While Les Républicains leader Éric Ciotti has begun to forge closer ties with the Rassemblement National (RN), the party’s lead candidate, François-Xavier Bellamy, has no intention of doing so, sticking to the EPP line.

“Abandoning our colours today would be a pointless choice for the country”, François-Xavier Bellamy said in a statement about the agreement proposed by the leader of his party, Éric Ciotti, with the far-right Rassemblement National, which he sees as “counter-productive”.

While François-Xavier Bellamy does not want this agreement, as do many others of the party’s leading figures, Éric Ciotti can nevertheless count on the support of half of the six LR MEPs elected to the European Parliament on Sunday.

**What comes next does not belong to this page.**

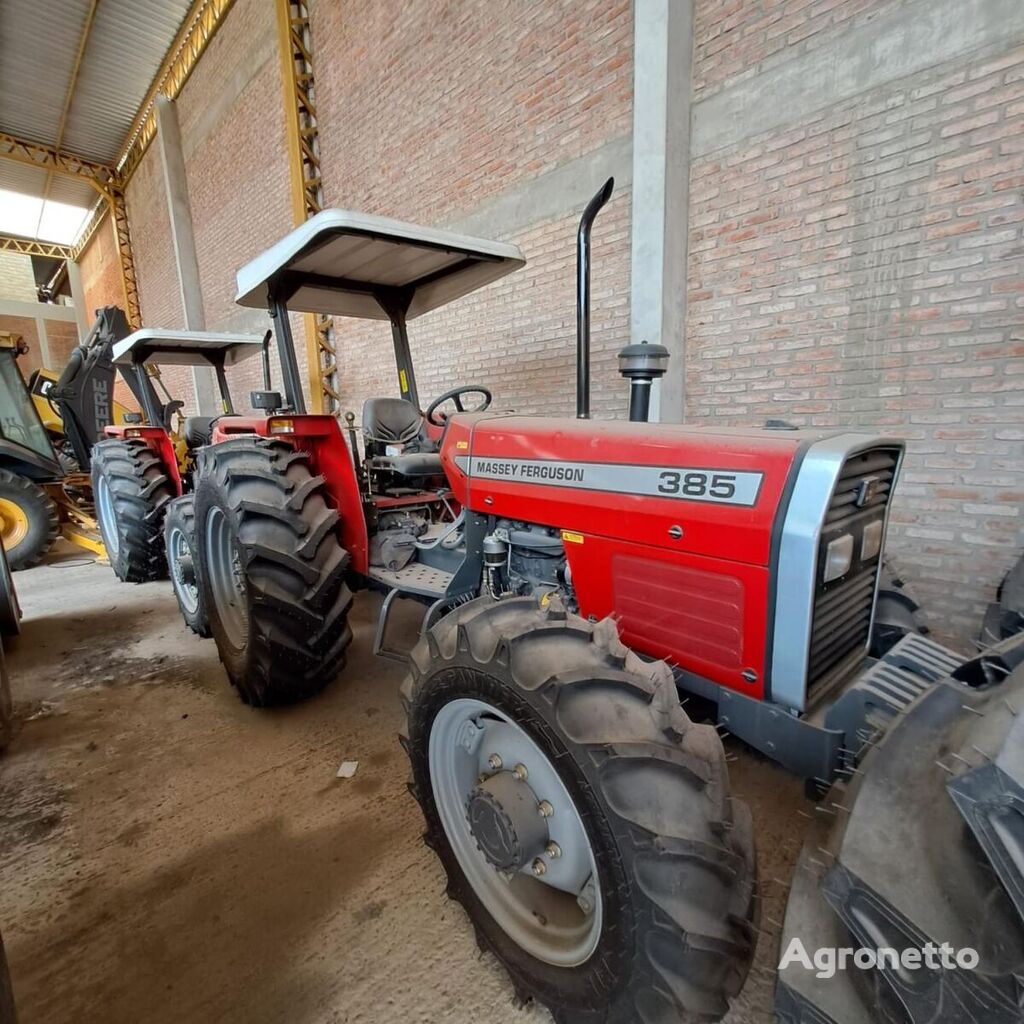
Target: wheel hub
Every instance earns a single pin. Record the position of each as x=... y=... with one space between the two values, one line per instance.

These include the farmer Céline Imart, retired general Christophe Gomard, and university professor Laurent Castillo, three newly elected MEPs recruited by Ciotti.

The same applies to Guilhem Carayon, one of the LR vice-president and placed at 10th on the list, who owes his rise to Ciotti.

On the other hand, other party figures have chosen François-Xavier Bellamy’s line.

Isabelle Le Callennec, elected on Sunday, explained that she could not “support the idea of an alliance with the RN”. The same applies to outgoing MEPs who were not re-elected, such as Nathalie Colin-Oesterlé, Geoffroy Didier, and Anne Sander. According to the latter, Ciotti “must leave and quickly”.

Outgoing MEP Nadine Morano, elected on Sunday, has not yet taken a position.

Strategy at the European Parliament

François-Xavier Bellamy also points out that his role is to be “at work in the European Parliament”, where, as in Paris, negotiations begin to take place between the EPP and the European Conservatives and Reformists (ECR) group, which includes the French far-right Reconquête! party.

One condition of this alliance for the EPP executives is to remove the Identity and Democracy (ID) group, where the RN has a seat, from the equation.

Consequently, an alliance between LR and RN in France would put the Republicans at odds with their European group.

“If the LR really go down the right-wing path, there will be no more room in the EPP for this party, which is marginalising itself through this ingratitude”, threatened Jürgen Hardt, MEP and foreign affairs spokesman for the CDU/CSU (EPP) in the Bundestag.

The German MP is betting on the fact that “it is possible that the declaration by the chairman of the LR has no validity among the members and means the end of his political career. Those I know in the LR think differently from Ciotti,” he told Euractiv.